Jan-Christoph Kassing

I have been a research assistant and PhD student in the Research Group “Pro­gram­ming Languages and Verification” headed by Professor Jürgen Giesl since October 2022 and one of the main developers of the Automated Program Verification Environment (AProVE) tool. Moreover, I am part of the interdisciplinary Research Training Group UnRAVeL.

Personal Research: My research focuses on theoretical computer science. I’m interested in automated reasoning and verification of (probabilistic) programs. In particular, I work on fully automated termination and complexity analysis of functional programs dealing with data structures. For this, I focus on analyzing termination and (expected) complexity of (probabilistic) term rewriting, which is a very basic functional programming language. All my contributions are implemented in the Automated Program Verification Environment (AProVE) Tool.

AProVE: AProVE is a system for automated termination and complexity proofs of term rewrite systems (TRSs) and several variations of TRSs. Moreover, AProVE also handles several other formalisms, e.g., imperative programs (Java Bytecode and C / LLVM), functional programs (Haskell 98), and logic programs (Prolog). The power of AProVE is demonstrated in the annual International Competition of Termination Tools and the International Competition on Software Verification. AProVE also won two Kurt Gödel medals at VSL 2014.
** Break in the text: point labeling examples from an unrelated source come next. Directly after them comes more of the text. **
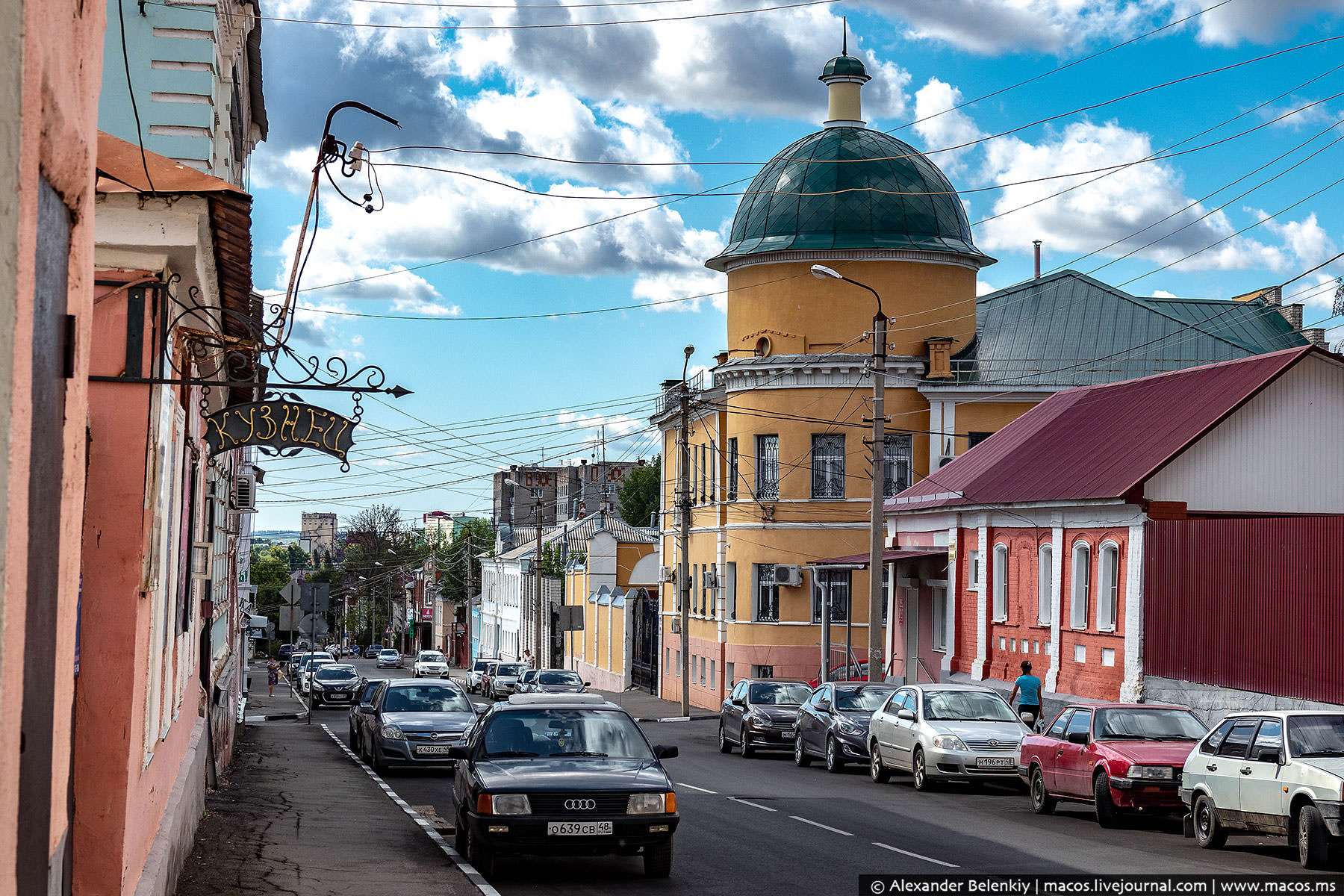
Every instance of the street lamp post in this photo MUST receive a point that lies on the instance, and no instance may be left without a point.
(880, 452)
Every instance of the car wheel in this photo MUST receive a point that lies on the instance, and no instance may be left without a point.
(1209, 832)
(800, 755)
(877, 768)
(658, 859)
(1313, 841)
(1107, 813)
(835, 762)
(1042, 802)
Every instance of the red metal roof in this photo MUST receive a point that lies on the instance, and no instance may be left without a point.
(1098, 441)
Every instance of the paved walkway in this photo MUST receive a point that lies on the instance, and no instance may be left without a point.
(295, 815)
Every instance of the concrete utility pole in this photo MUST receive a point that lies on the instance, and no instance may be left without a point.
(683, 501)
(877, 528)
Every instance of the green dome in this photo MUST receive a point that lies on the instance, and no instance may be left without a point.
(850, 188)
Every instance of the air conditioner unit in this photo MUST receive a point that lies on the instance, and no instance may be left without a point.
(245, 494)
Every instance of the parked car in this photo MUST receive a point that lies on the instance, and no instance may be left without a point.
(358, 718)
(473, 676)
(504, 679)
(562, 775)
(1248, 775)
(833, 723)
(846, 672)
(414, 723)
(941, 732)
(430, 662)
(335, 682)
(1117, 756)
(759, 714)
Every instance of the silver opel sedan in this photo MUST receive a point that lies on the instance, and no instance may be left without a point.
(941, 732)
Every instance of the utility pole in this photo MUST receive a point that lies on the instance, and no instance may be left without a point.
(683, 501)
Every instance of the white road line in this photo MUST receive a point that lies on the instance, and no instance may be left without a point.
(818, 824)
(936, 862)
(682, 783)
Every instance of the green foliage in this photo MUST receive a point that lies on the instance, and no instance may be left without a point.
(638, 497)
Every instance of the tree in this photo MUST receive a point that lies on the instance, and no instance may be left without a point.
(638, 494)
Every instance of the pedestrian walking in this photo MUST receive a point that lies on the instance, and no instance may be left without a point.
(1030, 688)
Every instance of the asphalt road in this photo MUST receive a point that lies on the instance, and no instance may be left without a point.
(762, 825)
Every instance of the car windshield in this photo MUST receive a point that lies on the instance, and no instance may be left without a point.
(564, 732)
(783, 694)
(559, 679)
(1316, 735)
(967, 706)
(426, 699)
(1148, 724)
(865, 699)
UnRAVeL: UnRAVeL (UNcertainty and Randomness in Algorithms, VErification and Logic) is an interdisciplinary Research Training Group funded by the German Research Foundation (DFG). The goal is to significantly advance probabilistic modelling and analysis for uncertainty by developing new theories, algorithms, and tool-supported verification techniques, and to apply them to core problems of security, planning, and safety and performance analysis. To tackle these research challenges, theoretical computer scientists from computer-aided verification, logic and games, algorithms and complexity, together with experts from management science, and railway engineering form the core of this Research Training Group.